In truth the bells are renowned far and wide, for even the less-credulous know the tale of Izzle and the Bell, and therefore consider the bell’s peal a good protection against evil spirits. In Misery it is rare to find a window or a door without a bell hung to protect it. In much of the oldest section of town, even the sewer-grates and water-pipes are studded with small bells. On windy nights the tinkling of these smallest charms echoes through the tunnels and basements of Misery, keeping beggars and rats awake. Neither are common, in Misery.
For many years the largest bell in the Kingdom of Not was the Toll of Remembering, hung from a special casement in the Plaza of Memory, in the city’s center. Eight feet high and over thirty in diameter, the Toll of Remembering rings ceremonially on Past Crimes Day (the canyon-city’s principal holiday) only. Legend tells that during the great storms of the past, when glass needles fell from the sky, the wind was such that the Toll rung of its own accord. Some say that its ringing then protected Misery, and saved the city from the death by fire which consumed so many settlements. Thousands, tourists and residents alike, gather in the Plaza every Past Crimes Day. They hope the tolling of the great bell will pardon their past crimes, and protect them from divine, or demonic, retribution.
Oh! what a sight the Plaza is on Past Crimes Day! Lit with green glass torches and packed with revelers! The music of hundreds of thousands of bells fills the air, and collective body heat makes heavy clothing unnecessary on even the coldest Days.

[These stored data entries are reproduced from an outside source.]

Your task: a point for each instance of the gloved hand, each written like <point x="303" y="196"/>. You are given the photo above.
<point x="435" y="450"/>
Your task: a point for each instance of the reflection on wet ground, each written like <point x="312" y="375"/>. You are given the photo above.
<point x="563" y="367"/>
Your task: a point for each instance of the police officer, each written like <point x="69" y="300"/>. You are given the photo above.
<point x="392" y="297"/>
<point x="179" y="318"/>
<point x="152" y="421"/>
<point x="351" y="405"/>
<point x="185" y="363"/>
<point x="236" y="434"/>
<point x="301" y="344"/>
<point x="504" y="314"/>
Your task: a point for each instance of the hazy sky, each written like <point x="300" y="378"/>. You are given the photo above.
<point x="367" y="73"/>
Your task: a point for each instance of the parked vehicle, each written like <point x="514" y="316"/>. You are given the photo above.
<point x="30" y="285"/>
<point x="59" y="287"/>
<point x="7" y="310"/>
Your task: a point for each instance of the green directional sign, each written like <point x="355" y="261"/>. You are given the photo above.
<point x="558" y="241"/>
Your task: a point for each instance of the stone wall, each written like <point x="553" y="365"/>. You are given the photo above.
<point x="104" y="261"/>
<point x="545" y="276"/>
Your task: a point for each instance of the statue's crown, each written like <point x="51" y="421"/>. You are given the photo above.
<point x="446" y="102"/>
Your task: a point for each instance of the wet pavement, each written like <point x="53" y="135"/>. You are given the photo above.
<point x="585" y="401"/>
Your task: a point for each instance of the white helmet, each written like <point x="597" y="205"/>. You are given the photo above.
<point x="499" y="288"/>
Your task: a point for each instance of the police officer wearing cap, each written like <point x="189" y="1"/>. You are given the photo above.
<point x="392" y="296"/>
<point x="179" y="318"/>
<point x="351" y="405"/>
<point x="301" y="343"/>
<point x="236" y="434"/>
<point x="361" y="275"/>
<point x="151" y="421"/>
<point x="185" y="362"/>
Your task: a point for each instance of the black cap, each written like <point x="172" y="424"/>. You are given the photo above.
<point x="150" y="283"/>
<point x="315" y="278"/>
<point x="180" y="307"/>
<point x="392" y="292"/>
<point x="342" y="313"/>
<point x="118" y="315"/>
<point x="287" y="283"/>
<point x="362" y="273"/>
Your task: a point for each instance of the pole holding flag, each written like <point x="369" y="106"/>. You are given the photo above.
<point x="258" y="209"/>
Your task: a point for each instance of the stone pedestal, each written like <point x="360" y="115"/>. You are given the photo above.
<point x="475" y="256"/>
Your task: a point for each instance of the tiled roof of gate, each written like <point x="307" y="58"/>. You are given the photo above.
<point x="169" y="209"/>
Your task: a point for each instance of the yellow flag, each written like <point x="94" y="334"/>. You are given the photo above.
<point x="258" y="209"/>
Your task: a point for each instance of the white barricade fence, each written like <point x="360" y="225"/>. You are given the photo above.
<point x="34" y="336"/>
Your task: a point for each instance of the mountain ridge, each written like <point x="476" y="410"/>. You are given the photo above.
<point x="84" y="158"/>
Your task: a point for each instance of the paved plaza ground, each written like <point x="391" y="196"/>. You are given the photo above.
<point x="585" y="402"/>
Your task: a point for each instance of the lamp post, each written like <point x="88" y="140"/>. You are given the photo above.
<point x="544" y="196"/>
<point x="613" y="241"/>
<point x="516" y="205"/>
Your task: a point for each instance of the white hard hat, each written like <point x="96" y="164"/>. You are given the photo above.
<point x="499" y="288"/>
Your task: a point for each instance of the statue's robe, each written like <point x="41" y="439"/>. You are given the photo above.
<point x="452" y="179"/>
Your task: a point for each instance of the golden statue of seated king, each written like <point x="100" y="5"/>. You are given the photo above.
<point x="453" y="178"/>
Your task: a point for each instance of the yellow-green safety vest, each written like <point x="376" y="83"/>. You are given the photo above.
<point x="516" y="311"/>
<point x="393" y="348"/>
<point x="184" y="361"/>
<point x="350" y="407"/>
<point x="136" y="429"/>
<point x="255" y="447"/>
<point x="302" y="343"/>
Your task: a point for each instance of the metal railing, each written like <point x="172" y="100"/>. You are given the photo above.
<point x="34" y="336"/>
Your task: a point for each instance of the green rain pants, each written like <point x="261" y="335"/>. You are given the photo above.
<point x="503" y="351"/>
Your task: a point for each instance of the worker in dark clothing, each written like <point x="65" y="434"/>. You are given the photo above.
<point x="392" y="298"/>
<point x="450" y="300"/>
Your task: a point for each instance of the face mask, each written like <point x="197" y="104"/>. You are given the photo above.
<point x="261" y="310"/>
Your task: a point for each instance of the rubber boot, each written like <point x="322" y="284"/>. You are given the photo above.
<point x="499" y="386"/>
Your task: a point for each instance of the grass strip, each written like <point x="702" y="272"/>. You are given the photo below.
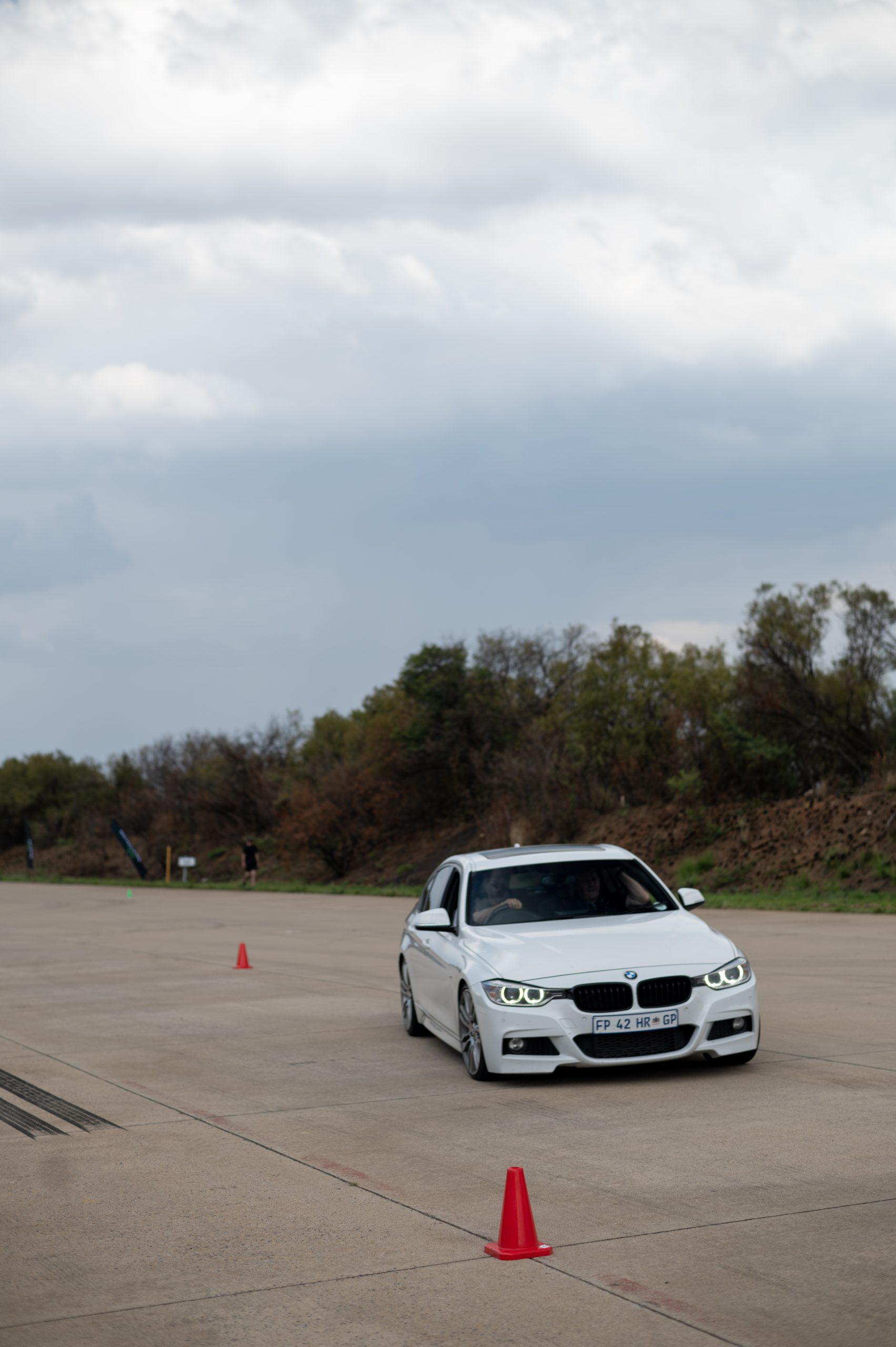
<point x="802" y="900"/>
<point x="373" y="891"/>
<point x="814" y="899"/>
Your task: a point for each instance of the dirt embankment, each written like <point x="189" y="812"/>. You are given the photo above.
<point x="822" y="838"/>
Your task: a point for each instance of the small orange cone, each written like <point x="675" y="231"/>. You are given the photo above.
<point x="518" y="1238"/>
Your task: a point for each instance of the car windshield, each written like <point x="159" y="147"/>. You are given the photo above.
<point x="563" y="891"/>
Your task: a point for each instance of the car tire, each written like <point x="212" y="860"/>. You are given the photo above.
<point x="409" y="1011"/>
<point x="733" y="1059"/>
<point x="472" y="1048"/>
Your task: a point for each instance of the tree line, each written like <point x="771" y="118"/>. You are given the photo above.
<point x="548" y="728"/>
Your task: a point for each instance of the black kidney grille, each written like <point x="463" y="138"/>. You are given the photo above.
<point x="663" y="992"/>
<point x="649" y="1044"/>
<point x="603" y="996"/>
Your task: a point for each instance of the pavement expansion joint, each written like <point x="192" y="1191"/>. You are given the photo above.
<point x="645" y="1304"/>
<point x="248" y="1291"/>
<point x="712" y="1225"/>
<point x="253" y="1141"/>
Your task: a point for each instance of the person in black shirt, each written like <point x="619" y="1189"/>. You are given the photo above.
<point x="250" y="862"/>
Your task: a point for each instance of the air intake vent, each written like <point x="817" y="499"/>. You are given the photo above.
<point x="663" y="992"/>
<point x="651" y="1043"/>
<point x="603" y="997"/>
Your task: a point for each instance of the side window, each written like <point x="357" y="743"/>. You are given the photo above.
<point x="438" y="886"/>
<point x="452" y="893"/>
<point x="424" y="901"/>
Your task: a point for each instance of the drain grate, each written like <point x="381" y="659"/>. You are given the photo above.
<point x="72" y="1113"/>
<point x="26" y="1122"/>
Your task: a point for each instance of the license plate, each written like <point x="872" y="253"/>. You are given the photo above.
<point x="633" y="1023"/>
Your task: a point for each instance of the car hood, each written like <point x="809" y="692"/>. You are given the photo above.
<point x="532" y="950"/>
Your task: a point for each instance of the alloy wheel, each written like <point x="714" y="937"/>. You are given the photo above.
<point x="471" y="1038"/>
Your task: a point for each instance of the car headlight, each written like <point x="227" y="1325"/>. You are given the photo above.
<point x="729" y="976"/>
<point x="519" y="993"/>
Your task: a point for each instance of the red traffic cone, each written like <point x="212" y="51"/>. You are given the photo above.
<point x="518" y="1238"/>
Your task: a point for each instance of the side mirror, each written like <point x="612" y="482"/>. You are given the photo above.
<point x="437" y="919"/>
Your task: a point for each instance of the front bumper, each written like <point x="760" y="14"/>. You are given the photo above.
<point x="562" y="1023"/>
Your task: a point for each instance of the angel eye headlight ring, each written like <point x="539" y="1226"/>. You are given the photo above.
<point x="729" y="976"/>
<point x="519" y="993"/>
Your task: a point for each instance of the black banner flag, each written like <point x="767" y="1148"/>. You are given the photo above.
<point x="128" y="846"/>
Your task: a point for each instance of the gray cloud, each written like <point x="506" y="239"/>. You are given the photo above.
<point x="65" y="546"/>
<point x="356" y="324"/>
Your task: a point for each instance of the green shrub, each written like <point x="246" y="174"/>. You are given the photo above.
<point x="686" y="785"/>
<point x="693" y="868"/>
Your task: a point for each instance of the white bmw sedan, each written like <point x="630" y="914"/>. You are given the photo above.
<point x="542" y="957"/>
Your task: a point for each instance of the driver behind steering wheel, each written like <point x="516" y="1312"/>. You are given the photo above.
<point x="492" y="898"/>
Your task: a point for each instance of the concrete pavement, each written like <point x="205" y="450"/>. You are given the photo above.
<point x="286" y="1167"/>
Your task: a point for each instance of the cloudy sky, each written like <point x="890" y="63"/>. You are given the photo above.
<point x="335" y="326"/>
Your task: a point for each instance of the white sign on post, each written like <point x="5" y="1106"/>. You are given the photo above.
<point x="186" y="862"/>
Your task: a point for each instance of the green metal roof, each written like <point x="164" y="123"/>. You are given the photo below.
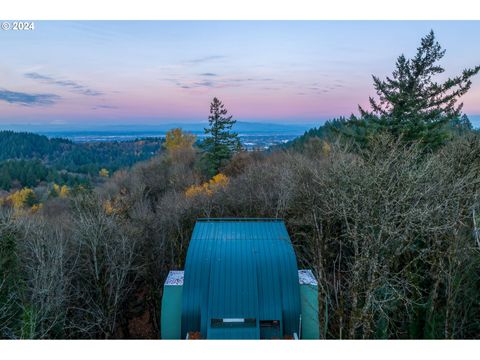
<point x="240" y="269"/>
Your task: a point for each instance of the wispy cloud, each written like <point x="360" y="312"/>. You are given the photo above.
<point x="69" y="84"/>
<point x="26" y="99"/>
<point x="205" y="59"/>
<point x="219" y="82"/>
<point x="102" y="107"/>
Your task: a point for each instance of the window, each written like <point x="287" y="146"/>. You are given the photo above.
<point x="233" y="322"/>
<point x="269" y="323"/>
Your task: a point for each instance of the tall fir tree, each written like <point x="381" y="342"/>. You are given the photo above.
<point x="221" y="142"/>
<point x="411" y="104"/>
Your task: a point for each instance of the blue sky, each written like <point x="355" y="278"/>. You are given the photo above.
<point x="125" y="72"/>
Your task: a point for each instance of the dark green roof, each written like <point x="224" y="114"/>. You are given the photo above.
<point x="240" y="269"/>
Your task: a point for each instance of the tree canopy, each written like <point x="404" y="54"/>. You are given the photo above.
<point x="411" y="104"/>
<point x="221" y="142"/>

Today the Toll of Remembering is but the largest bell in the canyon-city called Misery. Yommno, Exemplar of the walled citadel, commissioned a truly massive bell — fifteen feet high, according to the most plausible rumors — and the bellmakers of Misery, those paragons of Quality, completed its construction last winter. In keeping with the Exemplar’s orders, this massive and unnamed bell has not been rung once; the porters packed it with cotton batting and braced it with scaffolding during its long transit from Misery to the walled citadel. Now it hangs in the center of the citadel, above the Exemplar’s holy see, and those who know Yomno’s mind say that it will not ring until the world’s ending.